[haiku-development] Re: graphics server

  • From: Joseph Groover <looncraz@xxxxxxxxxxx>
  • To: haiku-development@xxxxxxxxxxxxx
  • Date: Thu, 08 Dec 2011 22:44:08 -0600


In any case, I am with Clemens on this one. There shouldn't be a separate process. At some point, you have to deal with a crashing component and have to reconnect the clients to the server. It makes no difference what you reconnect to what, so you may as well implement reconnecting applications to the app_server (and registrar while you're at it). I don't even think it would be very hard.

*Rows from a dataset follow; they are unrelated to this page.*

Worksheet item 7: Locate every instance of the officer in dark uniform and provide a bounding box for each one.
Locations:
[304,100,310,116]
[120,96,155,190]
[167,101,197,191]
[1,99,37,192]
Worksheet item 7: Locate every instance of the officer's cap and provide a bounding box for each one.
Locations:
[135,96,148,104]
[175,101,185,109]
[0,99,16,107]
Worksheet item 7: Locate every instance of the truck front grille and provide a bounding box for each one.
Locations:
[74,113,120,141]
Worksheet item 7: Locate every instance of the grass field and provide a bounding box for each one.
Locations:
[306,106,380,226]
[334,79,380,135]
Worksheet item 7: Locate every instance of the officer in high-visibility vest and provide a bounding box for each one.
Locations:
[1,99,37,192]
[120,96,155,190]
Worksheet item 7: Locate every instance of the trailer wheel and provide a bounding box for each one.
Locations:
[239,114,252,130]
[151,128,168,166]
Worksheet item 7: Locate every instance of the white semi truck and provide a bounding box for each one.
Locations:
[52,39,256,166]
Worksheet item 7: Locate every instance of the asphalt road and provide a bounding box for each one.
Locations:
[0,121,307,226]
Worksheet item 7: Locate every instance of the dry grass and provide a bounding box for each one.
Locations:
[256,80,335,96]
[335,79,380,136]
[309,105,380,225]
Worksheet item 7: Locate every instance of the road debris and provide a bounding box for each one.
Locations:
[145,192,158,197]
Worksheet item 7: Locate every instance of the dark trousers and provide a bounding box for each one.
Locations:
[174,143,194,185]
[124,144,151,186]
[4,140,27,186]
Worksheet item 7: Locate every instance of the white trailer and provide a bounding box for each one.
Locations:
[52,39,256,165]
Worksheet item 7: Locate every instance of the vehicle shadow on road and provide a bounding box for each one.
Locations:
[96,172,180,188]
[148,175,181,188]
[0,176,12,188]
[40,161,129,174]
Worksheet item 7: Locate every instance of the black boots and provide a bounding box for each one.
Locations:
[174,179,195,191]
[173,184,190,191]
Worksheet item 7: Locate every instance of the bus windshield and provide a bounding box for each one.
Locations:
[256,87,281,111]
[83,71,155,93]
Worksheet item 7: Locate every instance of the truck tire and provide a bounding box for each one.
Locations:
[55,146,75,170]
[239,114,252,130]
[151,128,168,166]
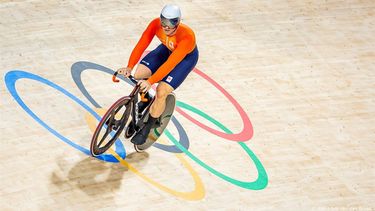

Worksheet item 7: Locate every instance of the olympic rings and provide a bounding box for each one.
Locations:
[5,70,126,162]
[5,62,268,196]
[5,70,205,200]
[170,101,268,190]
[176,68,253,142]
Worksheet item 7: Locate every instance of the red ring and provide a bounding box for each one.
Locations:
[176,68,253,142]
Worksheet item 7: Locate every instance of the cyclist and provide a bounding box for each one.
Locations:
[118,4,199,145]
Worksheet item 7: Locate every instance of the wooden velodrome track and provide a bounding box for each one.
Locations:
[0,0,375,210]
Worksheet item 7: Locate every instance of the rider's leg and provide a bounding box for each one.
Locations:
[150,81,174,118]
[134,64,152,79]
[131,82,174,145]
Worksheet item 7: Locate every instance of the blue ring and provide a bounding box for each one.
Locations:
[5,70,126,163]
[71,61,190,153]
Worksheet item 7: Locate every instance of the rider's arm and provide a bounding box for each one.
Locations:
[147,37,195,84]
[128,18,159,69]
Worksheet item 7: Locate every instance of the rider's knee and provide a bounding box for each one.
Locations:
[156,86,169,99]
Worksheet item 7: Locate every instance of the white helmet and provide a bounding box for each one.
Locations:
[160,4,181,28]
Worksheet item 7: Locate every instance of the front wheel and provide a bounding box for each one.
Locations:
[90,97,132,156]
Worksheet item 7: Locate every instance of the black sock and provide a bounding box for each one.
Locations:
[142,114,158,135]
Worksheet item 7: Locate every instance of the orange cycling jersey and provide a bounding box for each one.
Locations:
[128,18,195,84]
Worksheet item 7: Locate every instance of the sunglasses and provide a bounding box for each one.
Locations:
[160,15,180,29]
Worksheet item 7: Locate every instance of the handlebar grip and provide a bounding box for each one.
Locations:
[112,72,120,83]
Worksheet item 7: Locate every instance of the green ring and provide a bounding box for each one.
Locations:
[165,101,268,190]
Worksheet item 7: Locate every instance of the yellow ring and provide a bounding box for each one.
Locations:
[85,108,205,201]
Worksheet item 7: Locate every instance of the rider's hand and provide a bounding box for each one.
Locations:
[117,67,132,78]
[138,80,151,93]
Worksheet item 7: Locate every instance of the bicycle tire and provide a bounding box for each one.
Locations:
[90,96,132,157]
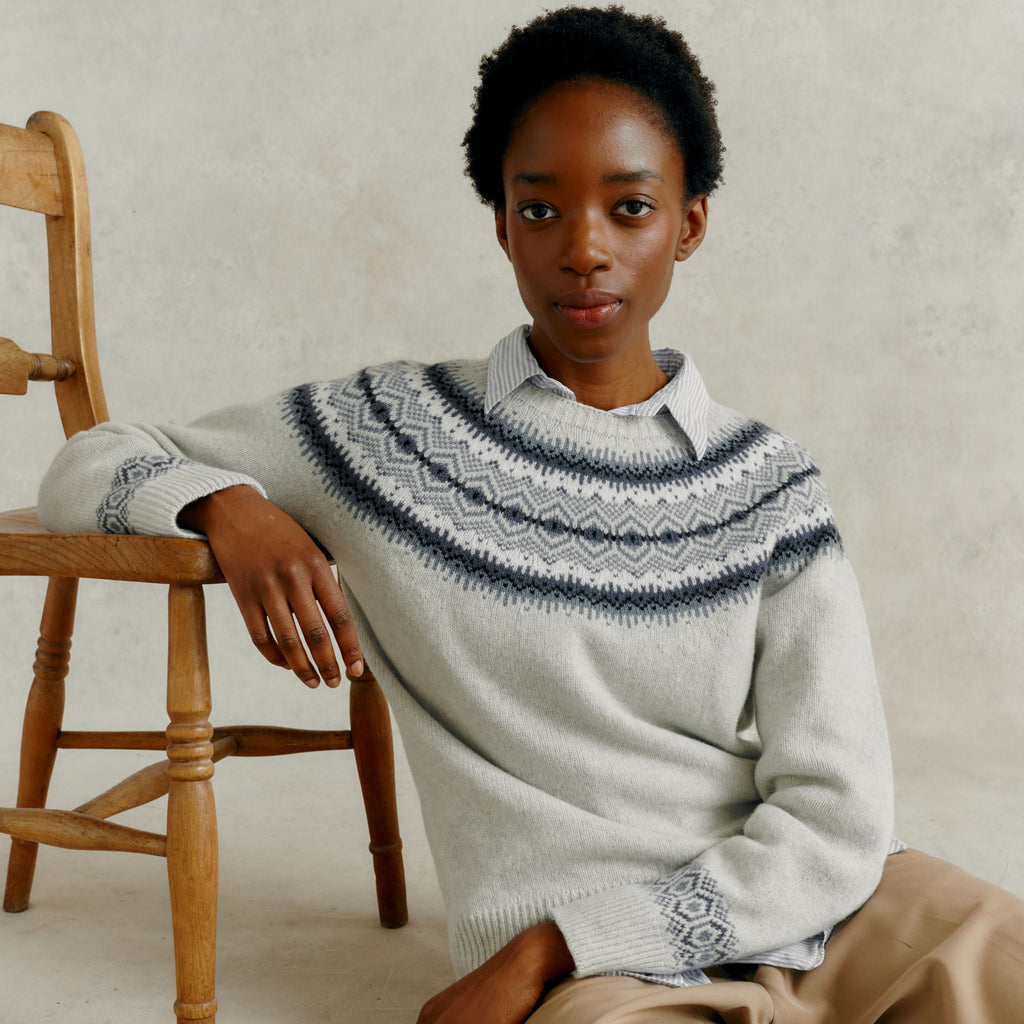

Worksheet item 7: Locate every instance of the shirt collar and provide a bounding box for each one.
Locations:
[483,327,711,459]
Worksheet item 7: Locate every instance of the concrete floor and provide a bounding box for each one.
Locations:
[0,744,1024,1024]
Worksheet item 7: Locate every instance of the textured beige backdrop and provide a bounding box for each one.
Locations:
[0,0,1024,890]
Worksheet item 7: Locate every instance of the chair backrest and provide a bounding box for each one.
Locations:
[0,112,108,437]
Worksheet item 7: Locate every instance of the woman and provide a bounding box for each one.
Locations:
[41,8,1024,1024]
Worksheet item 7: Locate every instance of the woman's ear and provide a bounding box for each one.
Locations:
[495,209,512,261]
[676,196,708,263]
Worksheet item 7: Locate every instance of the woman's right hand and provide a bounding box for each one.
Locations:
[178,485,364,687]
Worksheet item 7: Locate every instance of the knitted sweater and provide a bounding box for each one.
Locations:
[40,342,892,983]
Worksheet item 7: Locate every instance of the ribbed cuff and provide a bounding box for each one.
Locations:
[552,886,679,978]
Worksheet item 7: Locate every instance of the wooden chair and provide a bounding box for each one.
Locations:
[0,113,408,1024]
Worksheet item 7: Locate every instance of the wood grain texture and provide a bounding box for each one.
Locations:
[0,119,63,217]
[0,508,224,585]
[167,585,217,1024]
[348,669,409,928]
[3,578,78,913]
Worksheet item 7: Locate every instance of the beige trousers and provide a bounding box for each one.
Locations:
[529,850,1024,1024]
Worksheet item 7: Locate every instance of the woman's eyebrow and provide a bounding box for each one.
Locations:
[601,168,665,185]
[512,168,665,185]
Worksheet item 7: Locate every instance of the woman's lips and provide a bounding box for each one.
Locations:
[555,291,623,328]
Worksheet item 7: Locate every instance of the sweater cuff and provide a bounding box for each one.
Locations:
[552,886,678,978]
[96,456,266,539]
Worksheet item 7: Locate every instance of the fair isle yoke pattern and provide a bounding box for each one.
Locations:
[282,362,840,623]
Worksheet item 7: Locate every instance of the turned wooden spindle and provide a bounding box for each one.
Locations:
[3,577,78,913]
[348,669,409,928]
[0,338,75,394]
[167,585,217,1024]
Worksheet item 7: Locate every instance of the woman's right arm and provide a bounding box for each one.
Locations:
[178,484,364,687]
[39,399,362,686]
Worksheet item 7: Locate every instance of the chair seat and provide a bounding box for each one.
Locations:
[0,508,224,584]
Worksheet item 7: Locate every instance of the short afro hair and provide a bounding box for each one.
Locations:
[463,5,725,210]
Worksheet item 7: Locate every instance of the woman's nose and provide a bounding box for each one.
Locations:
[562,213,611,278]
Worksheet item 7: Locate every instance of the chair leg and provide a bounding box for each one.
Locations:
[349,670,409,928]
[167,586,217,1024]
[3,577,78,913]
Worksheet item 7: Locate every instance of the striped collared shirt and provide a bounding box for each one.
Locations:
[483,327,710,459]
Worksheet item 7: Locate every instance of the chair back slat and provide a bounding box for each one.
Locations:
[0,125,63,217]
[0,112,109,437]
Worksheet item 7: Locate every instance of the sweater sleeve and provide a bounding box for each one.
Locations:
[553,520,893,977]
[39,387,311,538]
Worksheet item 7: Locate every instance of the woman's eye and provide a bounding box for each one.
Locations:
[615,199,654,218]
[516,203,555,220]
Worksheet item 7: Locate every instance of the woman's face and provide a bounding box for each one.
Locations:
[496,79,707,383]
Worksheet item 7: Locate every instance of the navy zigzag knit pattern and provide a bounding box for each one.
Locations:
[282,362,840,622]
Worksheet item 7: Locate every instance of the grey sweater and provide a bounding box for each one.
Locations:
[40,361,892,983]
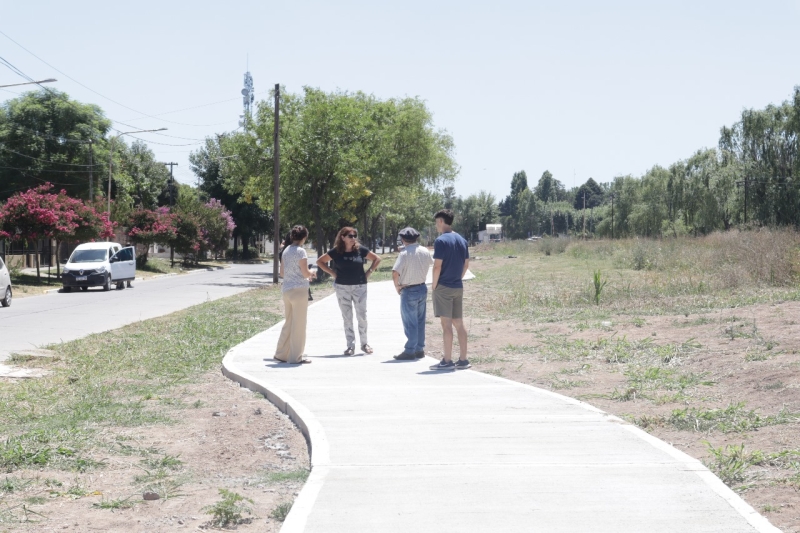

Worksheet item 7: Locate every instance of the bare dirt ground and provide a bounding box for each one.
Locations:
[0,371,309,532]
[427,294,800,533]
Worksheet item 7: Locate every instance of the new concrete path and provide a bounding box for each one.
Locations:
[223,282,778,533]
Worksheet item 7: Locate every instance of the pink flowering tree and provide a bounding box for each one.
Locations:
[200,198,236,259]
[0,183,113,281]
[128,207,177,265]
[170,211,203,263]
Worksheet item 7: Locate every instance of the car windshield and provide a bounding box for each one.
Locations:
[69,250,106,263]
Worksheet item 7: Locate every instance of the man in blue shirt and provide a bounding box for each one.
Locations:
[431,209,470,370]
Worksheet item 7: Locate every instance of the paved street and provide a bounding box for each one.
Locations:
[0,263,272,361]
[223,282,778,533]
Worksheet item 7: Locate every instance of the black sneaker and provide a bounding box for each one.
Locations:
[430,359,456,370]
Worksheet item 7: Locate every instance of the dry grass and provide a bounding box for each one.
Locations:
[469,229,800,320]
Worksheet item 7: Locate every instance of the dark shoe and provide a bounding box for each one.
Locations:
[430,359,456,370]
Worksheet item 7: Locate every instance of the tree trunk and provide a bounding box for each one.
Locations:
[34,240,42,283]
[311,180,325,257]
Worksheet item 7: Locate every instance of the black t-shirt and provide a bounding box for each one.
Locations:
[328,246,369,285]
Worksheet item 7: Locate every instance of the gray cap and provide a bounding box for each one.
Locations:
[397,226,419,241]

My idea was to implement a kernel-served server application type with its own resource management policies. The idea would be that critical servers would have a dedicated kernel connection with which critical skeleton data can be stored by the server so critical servers could be restarted at will in addition to tracking any kernel-side aborts that may need to be made (such as interrupts, memory allocations, etc...).

Critical system server failures (app_server and input_server mostly) would be caught and the server given a re-launch to attempt rescue, then be launched in a fail-safe mode to attempt rescue. A server could also implement a special-purpose recovery mode, so that the, possibly corrupt, data structures and connections could be manually re-built - but that would be limited to the app_server, really - in the future...

When a new graphics driver is installed, the app_server could quickly suspend connections, the kernel would suspend all connected threads correctly, and the app_server would shut itself down. The kernel would then re-launch the app_server in a controlled-manner, keeping the data structures as read-only until the app_server gives a server resume message to signify successful launch. If it fails, the graphics driver could then possibly be rolled-back to the previous version with an extra chance to resurrect the server state before falling back to fail-safe.

I'd rather the kernel take up the task rather than having a watcher daemon, just seems cleaner...

Time to resume the old "uptime wars!"